Daisy doesn’t like her food. I brought her something new. The guy at the store said it’s the dog equivalent of caviar. Left it on the counter.

She also tried to hump Frank this morning. Are you projecting on the poor dog?

PS:

I cannot believe we pay you to design clothes. You do know not every fashion statement needs to be screamed?

PPS:

Re: orange juice. I admit I did help myself to some, but only because I was thirsty and you only drink tap around here. Very poor hospitality to point it out. How unbecoming for a southern girl.

I picked up my phone and texted him a response. Normally, I was firmly against any communication with him, but my body was simmering with unrestrained rage. How dare he?

Maddie: I’m from Pennsylvania, NOT the South, Satan McDevil.

Chase: Pennsylvania = South. South of New York. Know your geography, Goldbloom. Knowledge is power.

Maddie: WHY ARE YOU SO INFURIATING???

Chase: All caps. This pent-up sexual frustration is going to kill you one day.

Maddie: Good! Being dead would beat spending time with you today.

Chase: If you’re trying to get my feelings hurt, it’s working.

Maddie: Really?

Chase: No.

Maddie: You know, when I saw you on my stairway, I thought you were going to apologize as a part of your postrecovery steps for your sex addiction treatment.

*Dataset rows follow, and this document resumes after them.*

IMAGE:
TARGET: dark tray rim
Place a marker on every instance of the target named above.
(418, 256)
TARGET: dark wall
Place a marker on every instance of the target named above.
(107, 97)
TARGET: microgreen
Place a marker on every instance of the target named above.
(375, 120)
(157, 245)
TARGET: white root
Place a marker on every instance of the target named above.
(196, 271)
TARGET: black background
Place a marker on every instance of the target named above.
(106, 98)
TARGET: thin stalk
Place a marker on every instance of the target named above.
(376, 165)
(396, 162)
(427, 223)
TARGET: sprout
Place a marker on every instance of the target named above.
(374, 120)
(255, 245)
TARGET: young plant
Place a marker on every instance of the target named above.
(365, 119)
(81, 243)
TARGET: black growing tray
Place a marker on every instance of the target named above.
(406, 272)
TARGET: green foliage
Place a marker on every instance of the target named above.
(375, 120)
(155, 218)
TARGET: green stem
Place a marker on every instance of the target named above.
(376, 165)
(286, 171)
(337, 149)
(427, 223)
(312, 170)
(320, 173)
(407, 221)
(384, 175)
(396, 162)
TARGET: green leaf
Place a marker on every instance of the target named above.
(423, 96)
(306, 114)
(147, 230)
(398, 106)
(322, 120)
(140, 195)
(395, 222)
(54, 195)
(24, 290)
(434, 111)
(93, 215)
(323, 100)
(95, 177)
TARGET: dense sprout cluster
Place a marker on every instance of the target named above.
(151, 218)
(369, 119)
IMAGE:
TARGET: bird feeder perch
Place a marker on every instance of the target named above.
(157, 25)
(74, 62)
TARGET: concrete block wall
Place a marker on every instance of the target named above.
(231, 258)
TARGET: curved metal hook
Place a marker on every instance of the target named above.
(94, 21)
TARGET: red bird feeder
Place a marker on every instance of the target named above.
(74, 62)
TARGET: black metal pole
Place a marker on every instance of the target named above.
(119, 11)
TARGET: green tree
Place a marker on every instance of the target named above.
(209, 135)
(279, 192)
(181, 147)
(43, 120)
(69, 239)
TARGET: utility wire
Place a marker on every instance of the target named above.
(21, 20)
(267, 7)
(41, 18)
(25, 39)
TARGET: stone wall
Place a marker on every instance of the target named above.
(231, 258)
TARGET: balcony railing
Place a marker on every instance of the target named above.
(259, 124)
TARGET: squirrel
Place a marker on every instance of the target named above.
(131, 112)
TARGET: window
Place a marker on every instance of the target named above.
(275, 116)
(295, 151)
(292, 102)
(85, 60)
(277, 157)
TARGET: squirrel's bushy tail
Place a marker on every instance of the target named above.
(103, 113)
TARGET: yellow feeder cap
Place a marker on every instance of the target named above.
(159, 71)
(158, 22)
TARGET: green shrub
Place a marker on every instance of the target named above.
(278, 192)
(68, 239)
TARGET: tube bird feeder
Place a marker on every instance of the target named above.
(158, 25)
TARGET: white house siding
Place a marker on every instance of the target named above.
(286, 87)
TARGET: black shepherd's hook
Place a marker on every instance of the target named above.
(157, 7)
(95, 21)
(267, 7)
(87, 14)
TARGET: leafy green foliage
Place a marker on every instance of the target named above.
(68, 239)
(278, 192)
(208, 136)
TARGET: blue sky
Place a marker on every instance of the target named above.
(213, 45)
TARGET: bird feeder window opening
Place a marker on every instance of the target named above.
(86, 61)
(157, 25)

Chase: If I were a sex addict, I’d hardly treat it.

Maddie: Remind me why I’m helping you again?

Chase: Because you are a good person.

Maddie: And why are you accepting?

Chase: Because I’m not.

Chase: Don’t forget the banana bread.

Chase: Have you slept with him yet?

Chase: That’s a no. Thought so. See you in the evening.

I resisted the urge to hurl my phone against the wall. I had a feeling if I adopted the habit of smashing things every time Chase pissed me off, nothing in my apartment would stay intact, walls included. Instead, I stomped to the counter, grabbed Daisy’s new bag of food, and poured a cup into her bowl. She wolfed it down so fast she nearly took my hand in the process.

I told myself it’d all be over in less than twenty-four hours.

I told myself I didn’t care.

Most of all, I thought Chase might be a little right. Maybe I did need sex to calm me down. It had been six months, after all. I texted Ethan.

Maddie: Let’s meet at my place on Saturday after your marathon. Unless you think you’ll be too exhausted?

Ethan: *half marathon.

Seriously? That was what he took from my message? My phone glowed to life with a second message a few seconds later.

Ethan: And I will adequately perform, even post–half marathon. It’s a date. x

CHAPTER EIGHT

CHASE

“So lay it on me. How’s my old man doing?” I sidestepped a kid on a scooter as I walked with Grant to Madison’s apartment. Grant Gerwig had been my best friend ever since I was four. Currently, he was a Colin Firth–looking, prestigious oncologist with a private clinic in the Upper East Side. He was one of those assholes you read about who accidentally found the cure to an incurable disease at a bar eating stale peanuts while waiting for their Tinder date. The kind of smart that made you wonder if there was a secret meaning to life that he wasn’t telling you about. We jogged every morning together and made it a point to have a weekend drink, no matter our schedules, if we were both in town. When we’d found out about Dad, I’d physically dragged Ronan Black to Grant’s clinic for a second opinion, despite him muttering that he clearly remembered having to help Grant “take care of business” when my best friend had had an accident while watching a horror flick with me when we were five. “I just don’t like the idea of getting my medical verdicts from people I knew before they were fully potty trained.”